All of which really does seem perfectly congruent with the rest of the film to me, though I understand why it might not to other people. I get that I'm biased; I am a mother, after all, as well as a horror author, so this is a scenario I've played through in my own mind, eventually being forced to admit that while I wouldn't necessarily want to survive my child, I might nevertheless have to--which is why forgiveness seems essentially healthier to me, in the end, whether it comes wrapped in religious imagery or not. I mean, even most pagans believe it's a bad idea to try to kill people with magic; "take what you want and pay for it" seems logical when you're still in the "You have two beautiful, live children, I have a fucking hole" stage of things, but it means a who lot less when paying for it becomes synonymous with "ruining my own ability to enjoy any fucking thing at all, including my revenge."

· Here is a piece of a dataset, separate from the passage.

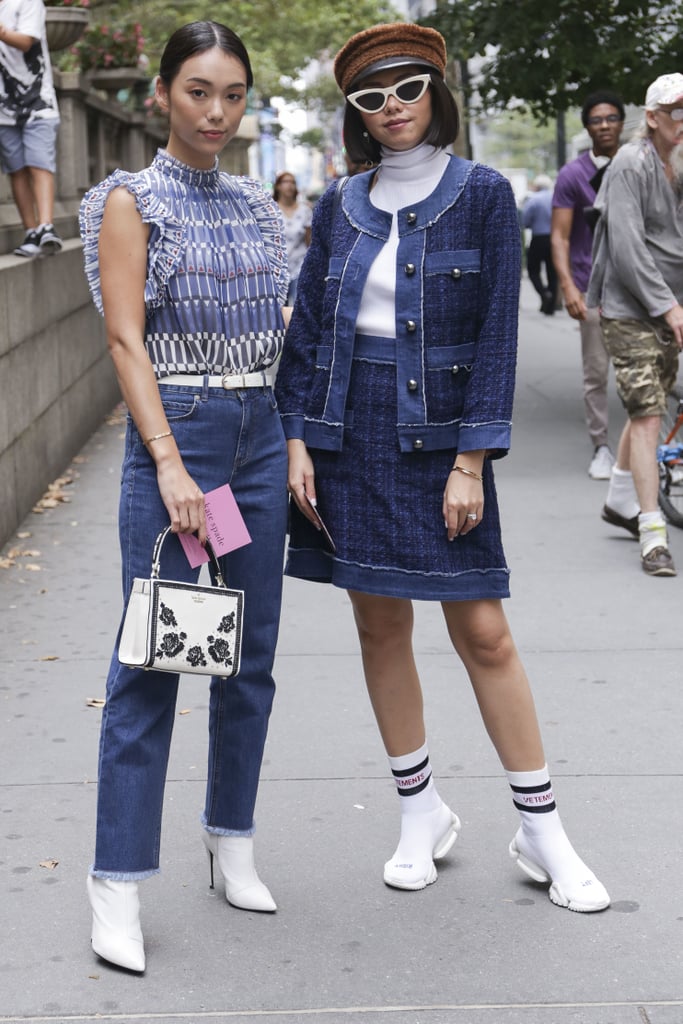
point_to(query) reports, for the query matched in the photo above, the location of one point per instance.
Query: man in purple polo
(571, 241)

Sometimes I think people just want to be able to say: "Whatever you're gonna do, not that"--that any twist, in any direction, is unlikely to satisfy because no matter which it turns out to be, they'll still want to call it predictable. But this is a ritual, and rituals only go one of two ways--they work, or they don't. This works, in my opinion. Or, to put it another way...while there may indeed be some crimes that are humanly unforgivable, those crimes might be forgivable through grace, that annoying religious term. Yet when an angel of the Lord appears before you, when you ask for the power to forgive, you're asking for grace--the grace of God, the strength of God, the strength to not be human anymore for just one second, to step outside time and space and stop being a hating, vengeance-seeking animal long enough to get right with yourself, if no one else.
And if you flinch at the mention of Christianity in general then I guess that's likely to feel like a slap, so sorry for that--but I am not religious, yet I still feel guilty enough over my own many failures and transgressions to want grace, to crave it. I can't see how any of us wouldn't, considering it might help us balance things just enough so we can walk away, keep on living and enjoy that life, without feeling bad for doing so. As sovay says: "[E]ven if you don't believe in God, either you have to believe that humans are capable of that kind of turning away-or turning back-or what do you think happens, reprisal on reprisal, world without end, and that's okay? I feel like forgiveness has gone out of fashion because it has so often been used as a way of limiting the pursuit of justice, and I agree it shouldn't be a thing to hide behind, but I also feel that doesn't mean it's an inherently invalid concept any more than love should be thrown out because so many people are better at hatred."
In conclusion: the world is just getting really fucked up, these days, in my opinion--unbalanced and hard, on every side. This may well explain why I don't feel like quibbling vocabulary anymore.